Dusty was born in West Hampstead, England to an Irish family and was raised in the West London borough of Ealing. The name “Dusty” was given to her when she was a child, as she had been a tomboy in her early years. Dusty was brought up listening to a wide range of music, including George Gershwin, Rogers and Hart, Rogers and Hammerstein, Cole Porter, Count Basie, Duke Ellington and Glenn Miller. She was a fan of American Jazz and the music of Peggy Lee, with a desire to sound like her. Her tax consultant father used to tap out rhythms on the back of her hand, encouraging young Dusty to guess the musical piece. At age 11, Dusty went into a local record shop in Ealing and made her first record, the Irving Berlin song “When The Midnight Choo Choo Leaves For Alabam”.
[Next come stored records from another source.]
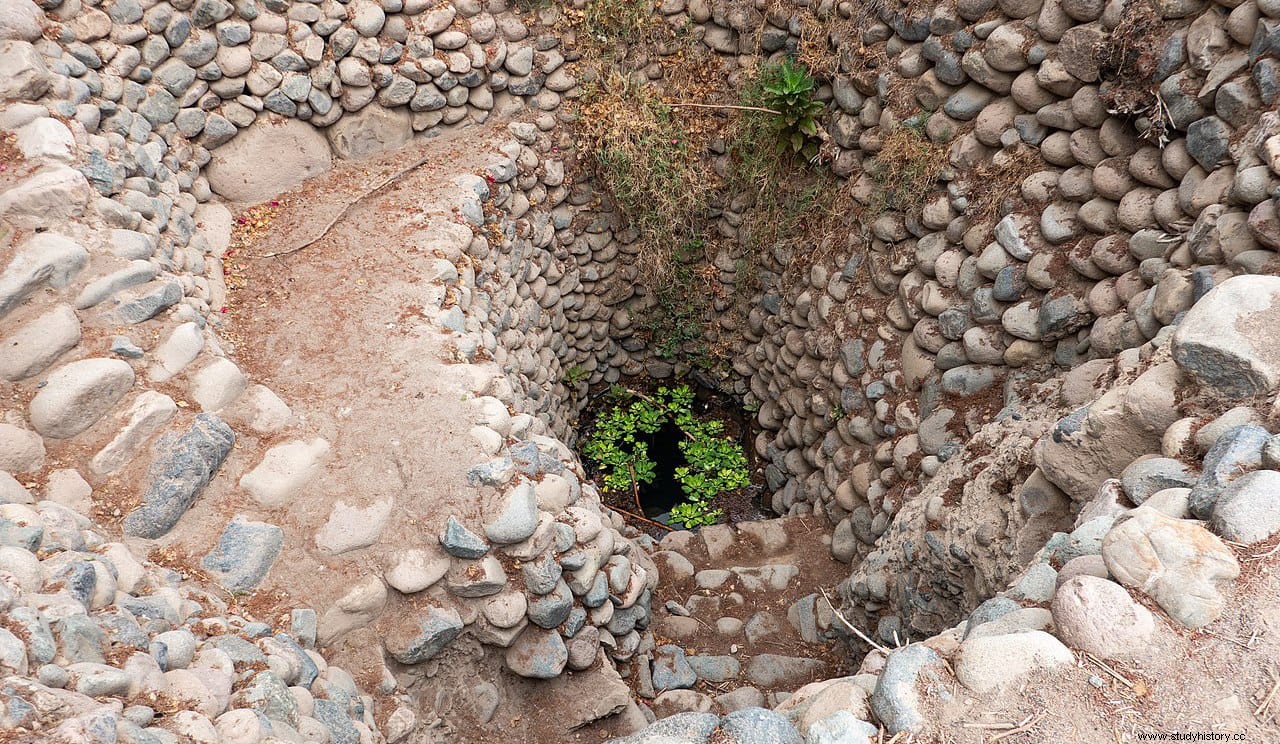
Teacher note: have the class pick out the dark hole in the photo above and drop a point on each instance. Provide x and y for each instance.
(664, 492)
(657, 498)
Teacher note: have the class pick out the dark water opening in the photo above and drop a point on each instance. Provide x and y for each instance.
(664, 492)
(657, 498)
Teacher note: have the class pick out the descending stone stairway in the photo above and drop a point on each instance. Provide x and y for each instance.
(740, 619)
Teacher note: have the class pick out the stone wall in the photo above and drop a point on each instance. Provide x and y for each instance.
(880, 363)
(885, 373)
(136, 132)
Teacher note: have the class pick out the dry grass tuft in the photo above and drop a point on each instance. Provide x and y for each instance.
(996, 185)
(905, 170)
(648, 163)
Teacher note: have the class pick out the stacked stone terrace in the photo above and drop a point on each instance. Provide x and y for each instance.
(915, 388)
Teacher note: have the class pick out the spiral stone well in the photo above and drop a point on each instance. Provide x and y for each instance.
(301, 302)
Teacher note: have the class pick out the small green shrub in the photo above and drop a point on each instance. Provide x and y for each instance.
(713, 462)
(790, 90)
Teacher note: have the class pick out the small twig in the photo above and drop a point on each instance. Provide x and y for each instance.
(1028, 722)
(1266, 701)
(644, 519)
(1266, 555)
(851, 626)
(635, 487)
(1239, 643)
(1109, 670)
(727, 106)
(347, 209)
(1002, 726)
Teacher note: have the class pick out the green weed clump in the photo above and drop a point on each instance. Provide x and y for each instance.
(790, 90)
(713, 462)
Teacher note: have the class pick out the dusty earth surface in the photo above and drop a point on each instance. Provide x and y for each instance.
(334, 323)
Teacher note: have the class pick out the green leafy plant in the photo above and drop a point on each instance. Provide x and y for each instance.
(790, 90)
(713, 462)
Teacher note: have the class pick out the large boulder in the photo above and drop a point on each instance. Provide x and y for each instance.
(1093, 442)
(268, 159)
(1098, 616)
(23, 74)
(370, 131)
(21, 19)
(1226, 339)
(992, 662)
(1176, 562)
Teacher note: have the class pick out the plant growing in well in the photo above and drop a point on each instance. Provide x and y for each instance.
(713, 462)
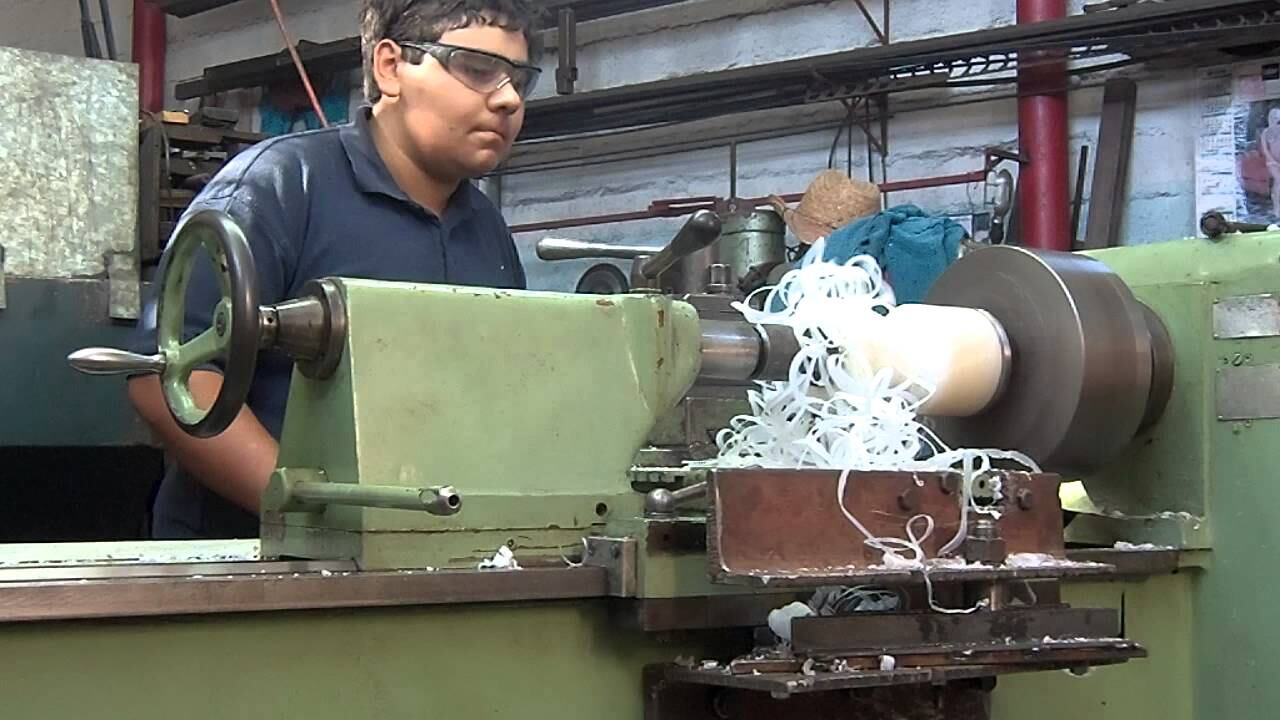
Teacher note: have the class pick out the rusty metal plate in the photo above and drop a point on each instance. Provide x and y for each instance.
(782, 525)
(666, 700)
(892, 632)
(942, 664)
After finishing school in 1958, Dusty responded to the advertisement to join an “established sister act” Lana Sisters. With the vocal group, she developed the art of harmonising, learned microphone technique, recorded, did some television and played live in the U.K. and at American Air Bases.
In 1960 she left the band and formed a pop-folk trio with her brother Dion O’Brien and Reshad Feild (who was later replaced by Mike Hurst). The new trio changed their names to Dusty, Tom, and Tim Springfield and chose The Springfields as their name during a rehearsal in a field in Somerset in spring. Intending to make an authentic American album, the Springfields travelled to Nashville to record the album Folk Songs from the Hills. The American pop tunes she heard during her stay helped to turn Springfield’s career from the folk and country sounds of the Springfields towards pop music rooted in rhythm and blues. In the spring of 1963, the Springfields recorded their last U.K. Top 5 hit, “Say I Won’t Be There”, before disbanding. They played their last concert in October 1963.
Dusty Springfield’s first single, the soul-tinged “I Only Want to Be with You”, was released in November 1963. The song, Springfield’s first flirtation with American soul, was arranged by Ivor Raymonde and paid homage to Phil Spector’s “Wall of Sound” production style. The single rose to #4 in the British charts and #12 on Billboard Hot 100. The song was actually a “sure shot” pick on influential New York pop music station WMCA in December 1963, even before the station started playing the Beatles. The release eventually charted into the top 10 on WMCA’s weekly top 25 countdown survey. It was #48 of the year 1964 of the Musicradio WABC Top. The song was also the first record played on the BBC’s Top of the Pops.
Her debut album A Girl Called Dusty included mostly covers of her favorite songs by other performers. Among the tracks were “Mama Said”, “When the Lovelight Starts Shining Through His Eyes”, “You Don’t Own Me”, and “Twenty-Four Hours from Tulsa”. The album reached #6 in the U.K. in May 1964. The chart hits “Stay Awhile”, “All Cried Out”, and “Losing You” followed the same year. In 1964, Springfield recorded two Burt Bacharach songs: “Wishin’ and Hopin’”, a U.S. Top 10 hit, and “I Just Don’t Know What to Do with Myself”, which reached U.K. #3.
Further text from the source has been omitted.